In a recent blog post titled “Behind the Compute,” Stability AI, unveiled shocking findings regarding the performance of Intel Gaudi 2 accelerators compared to NVIDIA’s H100 in training and inference of its upcoming image generation model Stable Diffusion 3.
Stability AI’s text-to-image model demonstrated promising results in the performance analysis. Utilising the 2B parameter multimodal diffusion transformer (MMDiT) version of the model, Stability AI compared the training speed of Intel Gaudi 2 accelerators with NVIDIA’s A100 and H100.
On 2 nodes configuration, Intel Gaudi 2 system processed 927 training images per second, 1.5 times faster than NVIDIA H100-80GB. Further increasing the batch size to 32 per accelerator in Gaudi 2 resulted in a training rate of 1,254 images/sec.
On 32 Nodes Configuration, the Gaudi 2 cluster processed over 3x more images per second compared to NVIDIA A100-80GB GPUs, despite A100s having a highly optimised software stack.
On inference tests with the Stable Diffusion 3 8B parameter model, Gaudi 2 chips offered similar inference speed to NVIDIA A100 chips using base PyTorch.
However, Stability AI admitted that with TensorRT optimisation, A100 chips produced images 40% faster than Gaudi 2, but Stability AI anticipates Gaudi 2 to outperform A100s with further optimisation.

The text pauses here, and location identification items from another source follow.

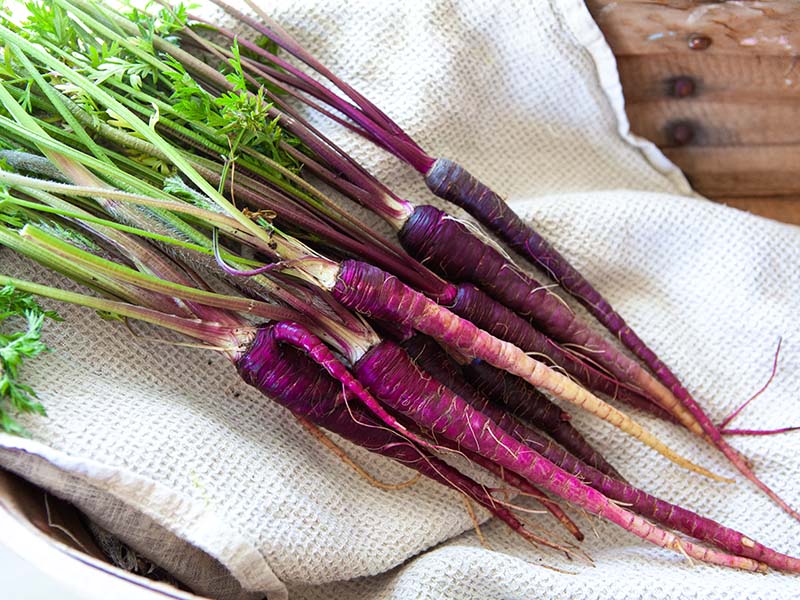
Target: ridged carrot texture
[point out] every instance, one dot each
(446, 415)
(452, 182)
(375, 293)
(388, 366)
(427, 233)
(534, 407)
(276, 366)
(321, 272)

This can be further contented with the upcoming GH200 processors that might be announced at GTC 2024 this month.
Few months back, AMD also claimed that it has surpassed NVIDIA H100 on various performance metrics, but it was later debunked by NVIDIA as it said that AMD also did not include TensorRT optimisation for the test.
Intel has also launched its Gaudi 3 AI accelerator which would make this competition even interesting in the future.
Moreover, Stable Beluga 2.5 70B, Stability AI’s fine-tuned version of LLaMA 2 70B, showcased impressive performance on Intel Gaudi 2 accelerators. Running the PyTorch code out of the box on 256 Gaudi 2 accelerators, Stability AI measured an average throughput of 116,777 tokens/second.
Gaudi 2 demonstrated a 28% faster performance compared to NVIDIA A100 in inference tests with the 70B language model, generating 673 tokens/second per accelerator.